Рэрити, прищурившись, смотрит на меня.
– В лифтах центральной понивильской больницы не играет что-то похожее?
Я пожимаю плечами.
– Ну да. Глупо было бы предполагать, что ты занимаешься плагиатом, – она откидывается назад с тёплым вздохом и ещё более тёплой улыбкой. – Я всем сердцем одобряю.
– О, да. Просто отлично. – Эпплджек смотрит на часы, которых там не оказывается. – Мы закончили здесь?
– Оооо! Оооо! – Пинки Пай подпрыгивает. – Что насчёт Сахарного Уголка?
– Ну, это звучит просто фантастически! –Твайлайт улыбается. – Не знаю, как вы, а я умираю с голоду!
– Тогда, пончики за мой счет! – Пинки машет копытом. – Пойдём! Все ввосьмером!
Октавия моргает.
– В-Ввосьмером...?
– Ну конечно же! – Пинки хихикает. – Вы пели серенады нашим ушам! Позвольте тетушке Пинки спеть серенады вашим животам!
– О, это замечательная идея, – Флаттершай улыбается и кивает. – Вам действительно стоит присоединиться к нам.

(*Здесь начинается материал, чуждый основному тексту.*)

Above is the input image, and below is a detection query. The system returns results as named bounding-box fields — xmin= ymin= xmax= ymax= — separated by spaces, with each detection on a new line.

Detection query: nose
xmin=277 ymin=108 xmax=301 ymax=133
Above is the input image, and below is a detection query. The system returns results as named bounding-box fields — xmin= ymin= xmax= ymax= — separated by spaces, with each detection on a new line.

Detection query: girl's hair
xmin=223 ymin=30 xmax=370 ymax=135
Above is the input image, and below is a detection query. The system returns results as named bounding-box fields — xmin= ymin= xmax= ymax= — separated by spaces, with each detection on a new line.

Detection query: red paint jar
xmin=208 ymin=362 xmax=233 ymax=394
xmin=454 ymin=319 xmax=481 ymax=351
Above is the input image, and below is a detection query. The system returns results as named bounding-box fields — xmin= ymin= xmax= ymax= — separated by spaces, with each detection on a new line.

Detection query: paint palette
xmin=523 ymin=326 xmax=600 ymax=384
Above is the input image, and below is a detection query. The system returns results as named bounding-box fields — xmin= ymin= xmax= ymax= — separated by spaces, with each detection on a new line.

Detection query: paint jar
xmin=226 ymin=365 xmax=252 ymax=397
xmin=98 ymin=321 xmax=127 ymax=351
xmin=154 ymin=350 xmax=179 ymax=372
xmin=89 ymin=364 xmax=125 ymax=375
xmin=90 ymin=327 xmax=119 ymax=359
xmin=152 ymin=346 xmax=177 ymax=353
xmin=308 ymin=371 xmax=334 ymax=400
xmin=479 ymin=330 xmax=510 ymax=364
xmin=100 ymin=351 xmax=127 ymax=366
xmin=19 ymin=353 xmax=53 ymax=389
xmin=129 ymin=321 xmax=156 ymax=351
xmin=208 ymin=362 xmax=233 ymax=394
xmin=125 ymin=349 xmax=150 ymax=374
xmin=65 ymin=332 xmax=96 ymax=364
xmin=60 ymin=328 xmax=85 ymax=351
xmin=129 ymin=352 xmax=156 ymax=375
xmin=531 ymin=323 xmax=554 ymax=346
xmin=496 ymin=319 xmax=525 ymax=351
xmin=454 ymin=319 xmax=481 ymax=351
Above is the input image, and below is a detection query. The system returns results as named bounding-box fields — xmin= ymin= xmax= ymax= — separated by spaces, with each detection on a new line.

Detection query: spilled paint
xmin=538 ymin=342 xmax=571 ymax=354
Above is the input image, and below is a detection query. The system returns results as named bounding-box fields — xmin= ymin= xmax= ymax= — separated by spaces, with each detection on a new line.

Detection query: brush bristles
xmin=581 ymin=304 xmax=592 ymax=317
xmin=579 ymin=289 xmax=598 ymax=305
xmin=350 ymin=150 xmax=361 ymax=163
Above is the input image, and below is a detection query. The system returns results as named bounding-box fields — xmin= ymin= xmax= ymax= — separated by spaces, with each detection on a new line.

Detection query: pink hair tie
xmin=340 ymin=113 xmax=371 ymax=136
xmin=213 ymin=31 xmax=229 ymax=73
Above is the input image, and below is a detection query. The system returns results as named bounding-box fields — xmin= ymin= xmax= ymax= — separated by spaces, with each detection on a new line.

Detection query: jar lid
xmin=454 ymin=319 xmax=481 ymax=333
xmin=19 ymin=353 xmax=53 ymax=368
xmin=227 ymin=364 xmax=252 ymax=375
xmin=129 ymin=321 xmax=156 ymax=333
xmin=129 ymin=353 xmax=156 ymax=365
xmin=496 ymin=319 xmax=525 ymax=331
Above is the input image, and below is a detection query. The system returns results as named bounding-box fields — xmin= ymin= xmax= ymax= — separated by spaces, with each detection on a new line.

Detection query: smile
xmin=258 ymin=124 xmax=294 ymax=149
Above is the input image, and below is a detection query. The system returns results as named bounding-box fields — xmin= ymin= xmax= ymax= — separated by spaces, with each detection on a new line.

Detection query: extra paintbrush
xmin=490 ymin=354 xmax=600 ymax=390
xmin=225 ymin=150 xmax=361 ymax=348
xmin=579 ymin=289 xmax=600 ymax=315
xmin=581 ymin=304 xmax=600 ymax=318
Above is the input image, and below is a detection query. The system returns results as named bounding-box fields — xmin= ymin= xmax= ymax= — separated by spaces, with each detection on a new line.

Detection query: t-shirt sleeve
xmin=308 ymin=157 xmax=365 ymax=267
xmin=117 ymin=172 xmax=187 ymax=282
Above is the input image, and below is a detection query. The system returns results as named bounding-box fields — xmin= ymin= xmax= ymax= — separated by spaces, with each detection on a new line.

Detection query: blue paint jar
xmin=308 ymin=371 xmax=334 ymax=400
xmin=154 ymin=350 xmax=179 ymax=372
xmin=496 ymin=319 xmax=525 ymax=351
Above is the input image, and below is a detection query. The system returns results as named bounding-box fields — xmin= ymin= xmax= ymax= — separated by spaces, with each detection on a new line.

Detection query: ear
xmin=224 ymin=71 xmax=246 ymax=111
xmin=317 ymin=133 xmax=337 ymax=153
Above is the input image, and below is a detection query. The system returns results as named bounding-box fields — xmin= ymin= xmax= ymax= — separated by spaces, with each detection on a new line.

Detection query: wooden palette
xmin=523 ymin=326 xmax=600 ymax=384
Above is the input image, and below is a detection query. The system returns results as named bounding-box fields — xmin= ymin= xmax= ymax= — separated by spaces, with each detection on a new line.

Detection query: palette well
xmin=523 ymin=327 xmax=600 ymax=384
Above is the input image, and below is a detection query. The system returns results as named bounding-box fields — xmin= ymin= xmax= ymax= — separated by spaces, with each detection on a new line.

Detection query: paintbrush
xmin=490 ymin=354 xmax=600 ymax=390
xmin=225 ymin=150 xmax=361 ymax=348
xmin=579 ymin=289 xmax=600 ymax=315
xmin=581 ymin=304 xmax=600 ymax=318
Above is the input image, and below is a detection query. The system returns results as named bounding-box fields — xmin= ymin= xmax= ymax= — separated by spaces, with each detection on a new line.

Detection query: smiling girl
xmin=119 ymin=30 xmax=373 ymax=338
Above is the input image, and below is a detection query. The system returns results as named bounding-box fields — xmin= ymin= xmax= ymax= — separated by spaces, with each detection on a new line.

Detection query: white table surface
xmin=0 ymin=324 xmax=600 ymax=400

– Мы бы с удовольствием... но... – Октавия смотрит на меня, ёрзая. – Разве это не будет немного... неуместно?
– Каким таким образом? – Эпплджек моргает. – Мы же отлично проводили время, разве нет?
– Но... н-но ведь... мы простые менестрели...

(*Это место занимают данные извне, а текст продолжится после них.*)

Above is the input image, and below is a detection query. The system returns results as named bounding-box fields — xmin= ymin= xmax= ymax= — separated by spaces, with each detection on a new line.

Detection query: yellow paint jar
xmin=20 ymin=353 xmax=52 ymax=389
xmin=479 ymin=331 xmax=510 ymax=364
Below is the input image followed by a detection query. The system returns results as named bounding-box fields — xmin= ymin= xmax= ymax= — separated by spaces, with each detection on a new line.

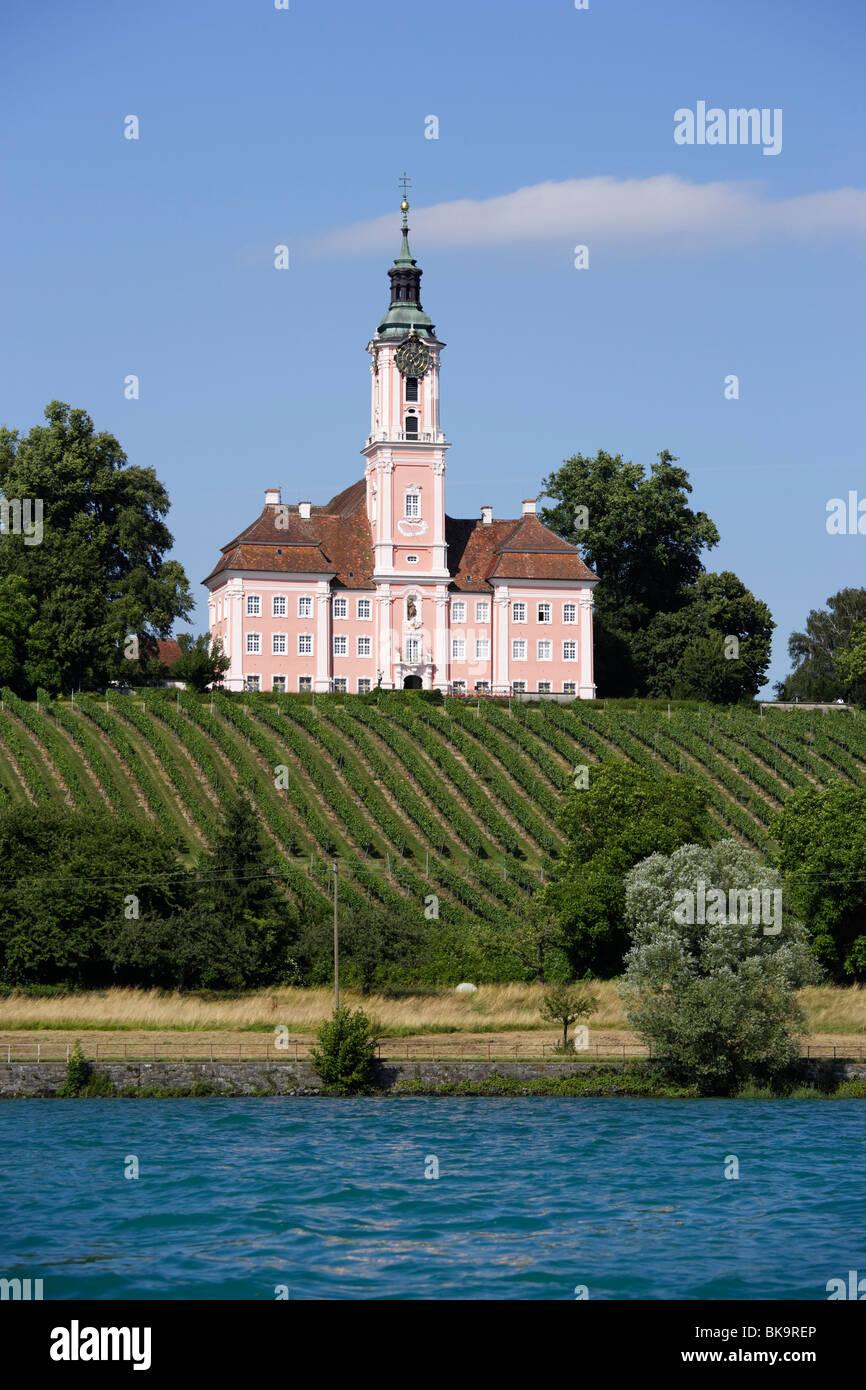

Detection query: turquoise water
xmin=0 ymin=1098 xmax=866 ymax=1300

– Вы работники замка Дружбы, – говорит Твайлайт. – Это не делает вас слугами. Это делает вас друзьями.
Октавия выдыхает, её щеки слегка порозовели.
– Я... Я... я не знаю, что сказать...
– Ну, лучше бы тебе сказать это быстро, дорогуша, – Эпплджек вскакивает со стула. – Потому что мой желудок уже завязался в узел! Ух-х!
– Да! Давайте поедим! – ВУ-УХ! Рэйнбоу пролетает к ближайшему выходу. – Кто последний, тот останется без сахарной пудры!
– Спасибо вам... – Октавия кланяется, улыбаясь. – Мы благодарны вам за ваше гостеприимство... и вашу дружбу, – она отводит взгляд в сторону. – Разве не так, Винил?
Я киваю.
Пончики, шмончики.
Надеюсь, у них будет Dr. Pony, или я найду коричневую ноту.
И я щёлкаю переключателем, выключая трек.